MOG Grows Fastest Among Facebook's On-Demand Music Apps
MOG Grows Fastest Among Facebook's On-Demand Music Apps

David Hyman, the CEO of subscription service Mog, says the company has not "actively" been shopping itself, contradicting a report on Tuesday by CNET that the company was struggling and has been seeking a buyer.

Speaking to Reuters, Hyman said the company is not yet profitable and is "always engaged in conversations with our shareholders about all possible options."

Acquisitions have been fairly uncommon because subscription services have been few. Rhapsody acquired Napster's U.S. operations from Best Buy in December and expanded into the U.K. and Germany earlier this year with the purchase of Napster International. Rhapsody grabbed subscribers through a 2008 strategic partnership with Yahoo! for which Rhapsody replaced the Yahoo! Music Unlimited subscription service.

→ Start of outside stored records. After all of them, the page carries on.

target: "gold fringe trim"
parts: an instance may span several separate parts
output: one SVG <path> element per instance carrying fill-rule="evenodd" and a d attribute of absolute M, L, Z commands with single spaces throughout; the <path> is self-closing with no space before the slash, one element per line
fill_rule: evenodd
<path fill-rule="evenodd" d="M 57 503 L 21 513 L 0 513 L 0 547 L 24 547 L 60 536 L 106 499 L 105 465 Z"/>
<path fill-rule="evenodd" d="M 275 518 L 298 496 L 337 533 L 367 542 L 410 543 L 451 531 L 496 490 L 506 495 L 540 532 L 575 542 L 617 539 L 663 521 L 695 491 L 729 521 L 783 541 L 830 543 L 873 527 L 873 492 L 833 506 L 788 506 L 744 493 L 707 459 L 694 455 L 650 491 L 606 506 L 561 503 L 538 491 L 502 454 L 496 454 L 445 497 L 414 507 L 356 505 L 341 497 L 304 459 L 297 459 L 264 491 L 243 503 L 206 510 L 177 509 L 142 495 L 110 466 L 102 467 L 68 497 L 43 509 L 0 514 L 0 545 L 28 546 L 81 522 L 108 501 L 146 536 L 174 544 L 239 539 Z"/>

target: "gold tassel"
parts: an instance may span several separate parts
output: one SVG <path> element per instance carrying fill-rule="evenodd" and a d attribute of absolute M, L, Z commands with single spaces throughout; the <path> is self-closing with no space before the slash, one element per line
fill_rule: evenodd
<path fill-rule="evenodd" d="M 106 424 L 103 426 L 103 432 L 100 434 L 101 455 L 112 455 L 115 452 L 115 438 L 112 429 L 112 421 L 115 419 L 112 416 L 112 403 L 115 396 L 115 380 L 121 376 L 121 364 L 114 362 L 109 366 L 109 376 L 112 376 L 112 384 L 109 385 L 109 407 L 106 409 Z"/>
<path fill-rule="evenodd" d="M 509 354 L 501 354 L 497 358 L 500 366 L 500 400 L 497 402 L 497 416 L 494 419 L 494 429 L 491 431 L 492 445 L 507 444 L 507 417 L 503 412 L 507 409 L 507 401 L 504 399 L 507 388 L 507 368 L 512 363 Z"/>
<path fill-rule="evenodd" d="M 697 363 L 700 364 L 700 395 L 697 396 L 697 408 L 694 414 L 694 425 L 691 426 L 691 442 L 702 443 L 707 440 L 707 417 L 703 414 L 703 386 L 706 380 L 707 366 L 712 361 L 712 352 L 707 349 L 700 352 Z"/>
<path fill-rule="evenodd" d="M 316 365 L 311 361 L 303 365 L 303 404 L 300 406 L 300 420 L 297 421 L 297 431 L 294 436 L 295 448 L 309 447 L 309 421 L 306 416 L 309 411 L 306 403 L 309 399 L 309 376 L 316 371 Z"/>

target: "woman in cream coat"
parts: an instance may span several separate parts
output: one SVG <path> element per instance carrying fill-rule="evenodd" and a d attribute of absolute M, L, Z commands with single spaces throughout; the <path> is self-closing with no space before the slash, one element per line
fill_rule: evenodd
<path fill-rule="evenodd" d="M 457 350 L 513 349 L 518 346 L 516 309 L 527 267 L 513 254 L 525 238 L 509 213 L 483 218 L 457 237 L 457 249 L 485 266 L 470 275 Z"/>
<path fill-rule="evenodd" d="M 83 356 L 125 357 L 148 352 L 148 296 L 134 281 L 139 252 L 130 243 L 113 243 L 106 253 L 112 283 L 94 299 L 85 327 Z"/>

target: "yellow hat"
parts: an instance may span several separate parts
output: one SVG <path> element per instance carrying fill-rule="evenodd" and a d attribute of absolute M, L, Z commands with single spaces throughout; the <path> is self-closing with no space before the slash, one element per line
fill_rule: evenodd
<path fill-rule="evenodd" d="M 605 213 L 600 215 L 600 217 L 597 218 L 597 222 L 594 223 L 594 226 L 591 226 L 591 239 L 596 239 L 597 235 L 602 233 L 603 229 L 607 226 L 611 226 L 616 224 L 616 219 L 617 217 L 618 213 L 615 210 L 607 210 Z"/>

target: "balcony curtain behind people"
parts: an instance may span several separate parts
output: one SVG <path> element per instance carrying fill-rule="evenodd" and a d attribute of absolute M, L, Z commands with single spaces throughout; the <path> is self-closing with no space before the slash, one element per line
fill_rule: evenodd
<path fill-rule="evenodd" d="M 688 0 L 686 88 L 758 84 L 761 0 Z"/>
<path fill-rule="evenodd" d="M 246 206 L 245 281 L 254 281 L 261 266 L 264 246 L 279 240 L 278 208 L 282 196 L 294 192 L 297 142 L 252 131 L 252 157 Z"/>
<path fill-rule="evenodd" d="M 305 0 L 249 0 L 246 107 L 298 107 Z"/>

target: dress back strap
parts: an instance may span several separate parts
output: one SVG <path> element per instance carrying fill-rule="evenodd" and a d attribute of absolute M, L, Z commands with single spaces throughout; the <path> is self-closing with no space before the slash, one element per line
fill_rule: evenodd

Founded in 2005, Mog began as a collection of music blogs called the Mog Music Network that now spans 1,700 sites. Participating sites earn money through Mog's advertising network as well as affiliate fees earned by referring subscriptions to the subscription music service that launched in December 2009. For both ventures the company has raised $24.9 million from Menlo Ventures, Sony Music, Universal Music Group and others, according to deals tracked at CrunchBase.